ICICI Bank tops analyst picks as Indian lenders report Q1
India's major private banks are set to report subdued first-quarter profit growth due to softer net interest margins, but ICICI Bank is emerging as the clear consensus favourite for investors.
India’s major private lenders, including ICICI, HDFC, Axis, Kotak Mahindra and Yes Bank, are preparing to release June-quarter results this week. Analysts broadly expect modest core pre-provision operating profit growth, constrained by moderating net interest margins and seasonally elevated credit costs that will likely keep profit after tax growth muted.
Underlying credit demand shows diverging trends.
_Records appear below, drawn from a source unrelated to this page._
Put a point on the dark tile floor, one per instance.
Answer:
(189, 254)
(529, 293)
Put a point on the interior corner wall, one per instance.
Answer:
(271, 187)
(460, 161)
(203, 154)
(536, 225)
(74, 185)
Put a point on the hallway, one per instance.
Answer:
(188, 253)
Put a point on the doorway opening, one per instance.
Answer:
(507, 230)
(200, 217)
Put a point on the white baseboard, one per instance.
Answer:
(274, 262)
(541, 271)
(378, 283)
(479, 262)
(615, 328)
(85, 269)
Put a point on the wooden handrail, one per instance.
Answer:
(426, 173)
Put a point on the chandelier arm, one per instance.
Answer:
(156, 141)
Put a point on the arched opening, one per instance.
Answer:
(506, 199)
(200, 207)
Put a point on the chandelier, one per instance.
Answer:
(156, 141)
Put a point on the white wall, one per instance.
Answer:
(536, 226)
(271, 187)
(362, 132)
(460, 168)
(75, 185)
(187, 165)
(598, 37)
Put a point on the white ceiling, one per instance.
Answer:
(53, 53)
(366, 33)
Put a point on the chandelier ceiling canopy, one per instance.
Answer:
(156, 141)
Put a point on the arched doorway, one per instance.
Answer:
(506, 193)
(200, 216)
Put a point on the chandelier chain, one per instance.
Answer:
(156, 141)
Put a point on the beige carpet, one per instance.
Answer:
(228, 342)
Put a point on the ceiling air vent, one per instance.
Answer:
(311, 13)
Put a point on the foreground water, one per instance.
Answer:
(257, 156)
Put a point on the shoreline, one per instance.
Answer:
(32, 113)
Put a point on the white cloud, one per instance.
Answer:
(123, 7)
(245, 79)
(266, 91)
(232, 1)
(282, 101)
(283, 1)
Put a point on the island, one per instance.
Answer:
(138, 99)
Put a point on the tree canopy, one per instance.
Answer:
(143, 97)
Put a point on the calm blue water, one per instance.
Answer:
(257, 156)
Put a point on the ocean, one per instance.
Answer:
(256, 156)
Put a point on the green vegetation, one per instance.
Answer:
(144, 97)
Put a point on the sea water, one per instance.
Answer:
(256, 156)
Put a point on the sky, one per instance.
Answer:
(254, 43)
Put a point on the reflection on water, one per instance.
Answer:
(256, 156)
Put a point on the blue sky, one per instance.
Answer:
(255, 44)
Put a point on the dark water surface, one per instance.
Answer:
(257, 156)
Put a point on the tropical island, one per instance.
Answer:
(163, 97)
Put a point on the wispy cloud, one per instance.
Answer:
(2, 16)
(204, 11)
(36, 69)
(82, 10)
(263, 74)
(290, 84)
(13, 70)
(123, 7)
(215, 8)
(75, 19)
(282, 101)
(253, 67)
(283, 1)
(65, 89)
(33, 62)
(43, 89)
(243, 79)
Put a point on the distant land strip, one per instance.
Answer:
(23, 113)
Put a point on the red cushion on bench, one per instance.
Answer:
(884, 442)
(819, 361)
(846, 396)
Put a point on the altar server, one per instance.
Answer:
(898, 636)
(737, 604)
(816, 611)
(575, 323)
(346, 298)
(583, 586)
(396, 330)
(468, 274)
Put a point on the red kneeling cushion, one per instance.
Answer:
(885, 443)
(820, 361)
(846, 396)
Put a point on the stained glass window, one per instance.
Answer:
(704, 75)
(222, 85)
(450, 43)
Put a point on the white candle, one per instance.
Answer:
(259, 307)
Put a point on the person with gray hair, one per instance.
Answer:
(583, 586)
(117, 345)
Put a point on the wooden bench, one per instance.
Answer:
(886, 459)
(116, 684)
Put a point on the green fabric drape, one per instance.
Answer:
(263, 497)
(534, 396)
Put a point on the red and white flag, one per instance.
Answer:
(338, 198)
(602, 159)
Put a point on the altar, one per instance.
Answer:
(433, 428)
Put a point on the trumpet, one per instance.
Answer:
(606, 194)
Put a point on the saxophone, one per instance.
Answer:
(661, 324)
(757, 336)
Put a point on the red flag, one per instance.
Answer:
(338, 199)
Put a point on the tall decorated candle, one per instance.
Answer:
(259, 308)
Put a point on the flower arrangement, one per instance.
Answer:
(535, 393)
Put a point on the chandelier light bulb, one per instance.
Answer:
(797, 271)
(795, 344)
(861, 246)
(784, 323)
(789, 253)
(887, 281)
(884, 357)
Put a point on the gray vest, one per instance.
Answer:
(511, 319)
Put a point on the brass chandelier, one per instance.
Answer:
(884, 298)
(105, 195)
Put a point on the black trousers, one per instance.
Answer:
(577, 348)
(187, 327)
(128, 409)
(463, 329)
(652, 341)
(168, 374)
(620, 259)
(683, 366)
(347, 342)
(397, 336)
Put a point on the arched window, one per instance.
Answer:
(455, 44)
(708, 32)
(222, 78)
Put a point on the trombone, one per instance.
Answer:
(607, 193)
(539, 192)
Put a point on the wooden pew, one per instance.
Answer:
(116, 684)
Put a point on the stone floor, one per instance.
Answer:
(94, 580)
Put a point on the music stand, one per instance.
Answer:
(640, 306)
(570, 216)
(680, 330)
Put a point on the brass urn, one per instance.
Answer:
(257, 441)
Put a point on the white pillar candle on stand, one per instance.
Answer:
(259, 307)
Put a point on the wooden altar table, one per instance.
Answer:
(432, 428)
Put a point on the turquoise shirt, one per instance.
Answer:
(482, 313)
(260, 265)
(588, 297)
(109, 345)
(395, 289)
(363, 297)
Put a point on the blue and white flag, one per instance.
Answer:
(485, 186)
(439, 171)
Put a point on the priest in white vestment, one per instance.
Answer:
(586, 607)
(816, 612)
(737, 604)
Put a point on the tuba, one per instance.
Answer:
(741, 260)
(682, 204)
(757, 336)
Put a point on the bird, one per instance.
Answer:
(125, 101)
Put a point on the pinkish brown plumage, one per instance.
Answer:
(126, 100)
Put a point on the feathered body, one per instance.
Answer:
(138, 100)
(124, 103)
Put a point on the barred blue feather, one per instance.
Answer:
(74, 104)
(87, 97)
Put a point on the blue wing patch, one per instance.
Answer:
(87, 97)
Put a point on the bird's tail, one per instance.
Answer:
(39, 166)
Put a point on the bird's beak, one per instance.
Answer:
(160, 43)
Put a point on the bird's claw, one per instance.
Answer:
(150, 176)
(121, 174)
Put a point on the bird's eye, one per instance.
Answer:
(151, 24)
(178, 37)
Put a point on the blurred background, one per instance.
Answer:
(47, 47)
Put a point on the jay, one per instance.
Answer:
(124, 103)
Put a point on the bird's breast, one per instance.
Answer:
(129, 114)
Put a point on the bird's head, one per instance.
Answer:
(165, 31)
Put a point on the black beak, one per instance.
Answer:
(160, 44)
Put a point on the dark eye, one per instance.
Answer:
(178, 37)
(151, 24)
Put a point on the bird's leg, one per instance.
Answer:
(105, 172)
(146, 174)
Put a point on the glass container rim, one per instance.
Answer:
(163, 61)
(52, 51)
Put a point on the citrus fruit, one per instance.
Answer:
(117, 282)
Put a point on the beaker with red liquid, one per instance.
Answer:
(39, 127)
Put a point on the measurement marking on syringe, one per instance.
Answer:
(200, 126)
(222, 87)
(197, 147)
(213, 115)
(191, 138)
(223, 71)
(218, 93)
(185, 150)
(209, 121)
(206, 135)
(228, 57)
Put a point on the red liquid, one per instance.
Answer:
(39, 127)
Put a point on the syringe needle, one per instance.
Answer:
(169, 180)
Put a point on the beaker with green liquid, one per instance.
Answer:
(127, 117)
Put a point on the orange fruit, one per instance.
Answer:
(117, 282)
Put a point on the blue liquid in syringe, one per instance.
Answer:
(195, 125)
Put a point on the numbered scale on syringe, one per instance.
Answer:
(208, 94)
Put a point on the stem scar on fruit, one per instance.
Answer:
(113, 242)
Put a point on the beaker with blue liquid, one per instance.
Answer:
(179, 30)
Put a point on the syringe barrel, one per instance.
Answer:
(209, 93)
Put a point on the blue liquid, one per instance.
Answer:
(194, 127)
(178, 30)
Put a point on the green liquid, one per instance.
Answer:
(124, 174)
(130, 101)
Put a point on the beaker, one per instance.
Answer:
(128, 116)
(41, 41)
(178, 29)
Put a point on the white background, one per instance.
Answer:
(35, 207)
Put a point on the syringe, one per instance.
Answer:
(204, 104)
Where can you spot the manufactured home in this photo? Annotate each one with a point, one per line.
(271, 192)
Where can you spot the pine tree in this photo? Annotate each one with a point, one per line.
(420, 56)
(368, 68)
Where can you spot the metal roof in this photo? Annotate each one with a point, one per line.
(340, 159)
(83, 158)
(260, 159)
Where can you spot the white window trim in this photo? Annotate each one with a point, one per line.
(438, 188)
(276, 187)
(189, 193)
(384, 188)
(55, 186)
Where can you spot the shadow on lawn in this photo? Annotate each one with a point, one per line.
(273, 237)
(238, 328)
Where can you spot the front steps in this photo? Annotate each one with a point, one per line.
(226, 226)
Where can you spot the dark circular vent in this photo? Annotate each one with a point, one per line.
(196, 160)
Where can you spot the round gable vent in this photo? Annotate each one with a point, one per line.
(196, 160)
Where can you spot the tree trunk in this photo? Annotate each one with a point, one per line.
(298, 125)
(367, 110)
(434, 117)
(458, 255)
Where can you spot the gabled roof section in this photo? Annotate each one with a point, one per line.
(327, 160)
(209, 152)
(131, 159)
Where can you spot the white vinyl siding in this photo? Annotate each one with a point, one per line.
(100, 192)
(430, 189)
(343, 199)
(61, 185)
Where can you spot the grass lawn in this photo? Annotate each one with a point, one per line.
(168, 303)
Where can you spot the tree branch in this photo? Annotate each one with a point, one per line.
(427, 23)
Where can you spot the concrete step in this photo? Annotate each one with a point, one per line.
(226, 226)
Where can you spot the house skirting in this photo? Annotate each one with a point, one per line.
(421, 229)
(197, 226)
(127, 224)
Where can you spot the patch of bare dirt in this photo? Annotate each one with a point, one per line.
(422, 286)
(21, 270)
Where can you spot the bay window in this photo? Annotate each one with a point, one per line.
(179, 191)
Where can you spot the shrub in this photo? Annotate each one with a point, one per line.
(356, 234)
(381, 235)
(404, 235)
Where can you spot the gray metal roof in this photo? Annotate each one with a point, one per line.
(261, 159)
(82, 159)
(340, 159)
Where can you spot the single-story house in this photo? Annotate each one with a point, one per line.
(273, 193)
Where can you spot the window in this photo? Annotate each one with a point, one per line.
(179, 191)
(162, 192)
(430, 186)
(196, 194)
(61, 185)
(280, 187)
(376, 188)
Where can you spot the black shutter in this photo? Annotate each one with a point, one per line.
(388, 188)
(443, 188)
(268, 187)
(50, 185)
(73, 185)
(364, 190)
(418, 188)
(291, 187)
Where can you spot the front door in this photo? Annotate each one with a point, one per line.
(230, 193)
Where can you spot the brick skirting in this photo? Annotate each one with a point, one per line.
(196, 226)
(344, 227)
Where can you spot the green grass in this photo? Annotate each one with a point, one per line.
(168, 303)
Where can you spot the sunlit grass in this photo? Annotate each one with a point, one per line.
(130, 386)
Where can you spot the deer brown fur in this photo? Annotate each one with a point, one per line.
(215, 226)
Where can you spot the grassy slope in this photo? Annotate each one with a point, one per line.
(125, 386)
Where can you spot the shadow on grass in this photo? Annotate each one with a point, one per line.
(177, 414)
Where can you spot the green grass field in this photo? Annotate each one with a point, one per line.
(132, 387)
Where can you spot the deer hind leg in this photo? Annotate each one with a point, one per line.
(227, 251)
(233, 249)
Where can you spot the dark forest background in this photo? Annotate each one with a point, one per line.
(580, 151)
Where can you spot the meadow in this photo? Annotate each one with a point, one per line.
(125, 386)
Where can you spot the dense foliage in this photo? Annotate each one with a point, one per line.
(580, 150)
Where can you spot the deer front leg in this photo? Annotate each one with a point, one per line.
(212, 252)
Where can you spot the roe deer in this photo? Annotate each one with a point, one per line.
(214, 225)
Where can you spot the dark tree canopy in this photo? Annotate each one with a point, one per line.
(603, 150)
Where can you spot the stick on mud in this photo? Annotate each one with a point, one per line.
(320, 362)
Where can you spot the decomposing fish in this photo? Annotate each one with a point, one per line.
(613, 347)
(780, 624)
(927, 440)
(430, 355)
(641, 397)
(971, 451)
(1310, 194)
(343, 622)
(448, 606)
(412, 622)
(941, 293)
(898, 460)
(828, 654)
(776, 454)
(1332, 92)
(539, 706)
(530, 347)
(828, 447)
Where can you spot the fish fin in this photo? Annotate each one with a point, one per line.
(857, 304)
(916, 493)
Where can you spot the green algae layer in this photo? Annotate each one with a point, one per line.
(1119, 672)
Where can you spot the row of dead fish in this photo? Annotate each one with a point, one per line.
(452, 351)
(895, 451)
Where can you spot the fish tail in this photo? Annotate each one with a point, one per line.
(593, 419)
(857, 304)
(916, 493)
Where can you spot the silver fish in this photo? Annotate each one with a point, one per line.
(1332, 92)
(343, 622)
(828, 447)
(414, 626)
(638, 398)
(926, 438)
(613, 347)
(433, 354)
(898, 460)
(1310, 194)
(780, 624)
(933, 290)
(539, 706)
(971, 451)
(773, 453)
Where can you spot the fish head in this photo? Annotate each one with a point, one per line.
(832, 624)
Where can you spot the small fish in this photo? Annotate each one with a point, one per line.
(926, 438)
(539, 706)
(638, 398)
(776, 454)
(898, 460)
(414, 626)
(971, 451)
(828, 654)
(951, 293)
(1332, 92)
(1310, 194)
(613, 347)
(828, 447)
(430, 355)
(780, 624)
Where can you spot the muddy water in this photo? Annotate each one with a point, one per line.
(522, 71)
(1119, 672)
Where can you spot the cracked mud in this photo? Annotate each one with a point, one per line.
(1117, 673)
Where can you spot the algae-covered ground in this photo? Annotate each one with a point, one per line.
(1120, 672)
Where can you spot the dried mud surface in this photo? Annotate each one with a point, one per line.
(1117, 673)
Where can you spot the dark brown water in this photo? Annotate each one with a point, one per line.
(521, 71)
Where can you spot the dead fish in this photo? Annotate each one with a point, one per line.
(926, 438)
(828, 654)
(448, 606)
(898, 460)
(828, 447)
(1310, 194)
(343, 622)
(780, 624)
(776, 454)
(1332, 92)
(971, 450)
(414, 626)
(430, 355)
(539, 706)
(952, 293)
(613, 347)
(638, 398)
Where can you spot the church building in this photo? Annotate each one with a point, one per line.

Motilal Oswal Financial Services noted strong demand in the micro, small and medium enterprise sector driven by an extended working capital cycle. While private banks continue to dominate larger loans, public sector lenders are capturing incremental market share through competitive pricing and government-backed lending schemes.
This macro backdrop has created sharp divergence in equity performance year-to-date, with Yes Bank, ICICI and Axis gaining 5% to 11%, while HDFC and Kotak have fallen up to 17%. ICICI Bank has emerged as the standout pick. Vaqarjaved Khan of Angel One highlighted its return on equity consistently above 18% and the cleanest asset quality among large private peers. “Yes Bank remains a speculation, not an investment. ICICI Bank is none of those things. It is a compounding machine at a reasonable valuation, entering a quarter where loan growth, treasury income, and controlled credit costs are all expected to converge positively,” Khan said.
HDFC Bank is viewed primarily as a defensive holding. Harshal Dasani of INVasset PMS pointed to its unparalleled deposit franchise but warned that normalising credit-deposit ratios and margin absorption following its merger limit near-term upside. Nomura noted HDFC's reported loan growth remains strong despite the broader margin headwinds. Axis Bank is recognised for retail momentum and improving deposit granularity, though its recent valuation re-rating leaves little room for error. Kotak Mahindra Bank faces specific margin pressures and is navigating a post-CEO transition, making its risk-reward less attractive.
From a trading perspective, Sudeep Shah of SBI Securities noted that ICICI and HDFC possess the strongest technical setups, whereas Kotak remains the weakest. “The stance is not a single-name call but a positioning framework where ICICI Bank has the strongest combination of expected print quality, valuation cushion, and analyst conviction across the cohort,” Dasani concluded.